User-Defined Error Functions

Summary

In previous design notes, we described the GENII “expert designer” error function and the default quadrature-based error function used in OSLO. Both of these functions have been successful in the design of thousands of optical systems over a period of many years. But if you need to design the best possible system, it is unlikely that any default error function will do the job. You need to modify the default error function, or perhaps even develop your own function customized to the job at hand.

The success of an optical design program for serious optical design is closely coupled to the facilities that it provides for user-defined error functions. The program should allow error functions based on system and paraxial data, aberration coefficients, ray displacements, spotsizes, optical path differences, MTF data, even user-computed data. Error functions should allow data computed at any surface, wavelength, or zoom configuration. User-defined error functions must be both easy to set up and efficiently computed. OSLO provides innovative and elegant solutions to meet these requirements. To see how they work, please visit our web site.

Discussion

The most important aspect of optimization is the error function, which determines the single number that controls whether one system is better than another. Although predefined default error functions are useful for basic optimization tasks, most successful designs require that the error function be tailored to the particular task at hand. This requirement does not mean that user-defined error functions need to be set up by expert lens designers. Most applications of user-defined error functions are simply to set up some basic constraints that a design must satisfy, such as correct paraxial properties, acceptable ranges of aberrations or ray displacements, etc.

Different optical design programs use quite different approaches to setting up error functions. Historically, the early optical design programs separated into two groups. On one hand were programs that contained extensively pre-programmed error functions with a minimum of user control. On the other hand were programs that provided no default error functions, requiring the user to define everything. Each approach had its own merits. The first was easier to program, because it had a fixed evaluation sequence. Moreover, the programmer could use his knowledge of lens design to create a sensible function for its intended range of applications. The second approach was much more flexible, but required sophisticated programming to provide efficient evaluation. Now, most programs include both features, but its original heritage gives each program a distinct personality.

OSLO follows the second approach. In OSLO, the term operands denotes the terms in the error function; that is, the error function is the weighted sum of squares of the operands. Each operand consists of one or two components linked by either a mathematical (+, -, *, /, **) or relational (<, >) operator. Operands are expressions rather than commands.

OSLO provides its default error functions as operands generators, i.e. built-in routines that automatically generate the same input commands that a user would provide to set up an error function. This makes it easy for the user to understand and modify a default error function, but it requires sophisticated data handling within the program to achieve fast computation times. OSLO solves this problem by providing an operands compiler that converts user-defined operands into an internal form that can be evaluated very quickly.

Using two-component operands, it is possible to build operands that effectively consist of more than two components. You just define an operand component whose value is that of another operand. In addition, the two-component form allows all operands to have zero targets. If a non-zero target is desired, you set up an operand where the first component is the operand and the second component is minus the target value of the operand. OSLO has several types of operand components.
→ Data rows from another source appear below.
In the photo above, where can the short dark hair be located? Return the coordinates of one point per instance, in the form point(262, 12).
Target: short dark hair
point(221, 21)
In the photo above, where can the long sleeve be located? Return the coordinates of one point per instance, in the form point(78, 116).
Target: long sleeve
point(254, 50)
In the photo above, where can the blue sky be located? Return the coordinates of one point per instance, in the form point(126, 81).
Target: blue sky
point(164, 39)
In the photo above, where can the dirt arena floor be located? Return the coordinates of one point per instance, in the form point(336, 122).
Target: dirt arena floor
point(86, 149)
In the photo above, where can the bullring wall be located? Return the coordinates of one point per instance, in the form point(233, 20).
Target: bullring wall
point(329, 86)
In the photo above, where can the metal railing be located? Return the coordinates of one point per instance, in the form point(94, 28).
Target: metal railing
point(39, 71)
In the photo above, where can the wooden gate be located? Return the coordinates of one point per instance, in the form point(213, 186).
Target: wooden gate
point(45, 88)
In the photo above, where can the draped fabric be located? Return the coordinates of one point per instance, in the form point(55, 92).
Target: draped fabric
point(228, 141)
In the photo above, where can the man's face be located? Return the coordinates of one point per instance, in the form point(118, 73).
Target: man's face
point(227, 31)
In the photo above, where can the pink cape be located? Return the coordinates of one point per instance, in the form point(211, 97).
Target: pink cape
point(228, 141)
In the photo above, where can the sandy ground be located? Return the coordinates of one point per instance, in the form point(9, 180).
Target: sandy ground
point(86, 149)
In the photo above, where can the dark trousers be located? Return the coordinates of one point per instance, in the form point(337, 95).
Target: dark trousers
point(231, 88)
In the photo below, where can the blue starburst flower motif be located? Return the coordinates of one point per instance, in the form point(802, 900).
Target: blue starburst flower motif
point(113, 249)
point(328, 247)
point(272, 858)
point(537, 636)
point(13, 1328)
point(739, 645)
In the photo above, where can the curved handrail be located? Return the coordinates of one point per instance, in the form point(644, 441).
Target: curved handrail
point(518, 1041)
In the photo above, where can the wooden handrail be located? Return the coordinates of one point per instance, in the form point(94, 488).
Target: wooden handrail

When an operand definition is entered in OSLO, it is immediately compiled into an internal representation. The definition echoed on the display is a reconstructed version of the operand definition, which reflects how the entered operand was compiled by the program. The displayed version uses the most efficient syntax, which may not be the syntax that was used in entering the definition.

The syntax of operand components varies according to the type of operand component. With the exceptions of cross-reference and constant components, each component can take one or more integer arguments that specify such quantities as ray number (index into the ray set), wavelength number (index into the wavelengths set), surface number, configuration number, etc. Many of these arguments have default values that need not be entered explicitly by the user; indeed, any default arguments at the end of the argument list for a given component will not be displayed by OSLO even if the user enters them explicitly. A good understanding of the role of arguments in defining operand components can be gained from ray components.

Because of the wide range of design tasks that can be completed using user-defined error functions, an efficient and easily understood implementation of this feature is one of the most important aspects of any optical design program. In the case of OSLO, user-defined error functions constitute the core of the optimization section, reflecting the importance that its developers have attached to this feature.